# Social Media Analytics
Twitter data can be useful in a number of different ways for journalism, such as helping to identify events, to understand the aggregate flows and trends of information, or to locate key sources within the network. 

In [None]:
# Import libraries
import pandas as pd
import numpy as np
import matplotlib
import matplotlib.pyplot as plt

# Makes it so that you can scroll horizontally to see all columns of an output DataFrame
pd.set_option('display.max_columns', None)
# Make it so urls and tweets won't get truncated when we print them out
pd.set_option('display.max_colwidth', -1)

# This magic function allows you to see the charts directly within the notebook. 
%matplotlib inline

# This command will make the plots more attractive by adopting the commone style of ggplot
matplotlib.style.use("ggplot")

### Gamergate
Andy Baio collected thousands of tweets over a period of 72 hours which used the #Gamergate hashtag. His analysis is [here](https://medium.com/message/72-hours-of-gamergate-e00513f7cf5d#.c12plmtcf) but below we'll start from his raw data and do some of our own analysis. You can download the data [here](https://www.dropbox.com/s/5zeuic9qr8v8y4n/gamergate_tweets_hydrated.csv?dl=0). 

In [None]:
gg_df = pd.read_csv("Data/gamergate_tweets_hydrated.csv", parse_dates="created_at")
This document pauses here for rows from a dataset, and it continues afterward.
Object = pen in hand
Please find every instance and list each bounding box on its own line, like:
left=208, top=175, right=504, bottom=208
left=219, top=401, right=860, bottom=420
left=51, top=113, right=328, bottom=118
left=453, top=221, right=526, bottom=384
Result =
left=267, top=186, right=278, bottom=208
# Print out the column headings to see what kind of data we have
gg_df.columns

### Analyzing Conversation

A hashtag conversation on Twitter can be characterized in different ways: 
1. How many tweets were sent and by how many unique users suggests how broad or concentrated the conversation is; 
2. The number of original tweets vs. retweets can indicate how much new information is being created in comparison to information that is being passed along; 
3. The number of tweets that are replies directly to another users can be a measure of how "chatty" the event is;  
4. The distribution of the conversation across different languages could indicate different interest groups as well as if the event has spread internationally;
5. Metrics can also be aggregated at the level of users. The total number of retweets, favorites, or followers for each user could indicate "important" or at least "interesting" people within the conversation

Let's walk through each of these analyses.

In [None]:
# Number of tweets sent
gg_df.shape[0]

You might notice that this number differs from the number that Andy indicates in the original blog post he wrote. The difference stems from the fact that the current data we're analyzing was "re-hydrated" using a tool called [Twarc](https://github.com/edsu/twarc). Twitter's TOS do not allow you to redistribute tweets. You can only share tweet IDs, and all of the tweet metadata has to be re-hydrated or re-constituted from those tweet IDs. The downside is that some people have deleted their accounts or deleted the original tweets (especially for a controversial topic like this). That means we can't rehydrate all of the original tweets. In fact we only have 215,153 which is about 68%. For this reason it's important to be timely in collecting Twitter data if you want to publish news with it.

In [None]:
# Number of Unique screen names that sent tweets
gg_df["user_screen_name"].unique().shape[0]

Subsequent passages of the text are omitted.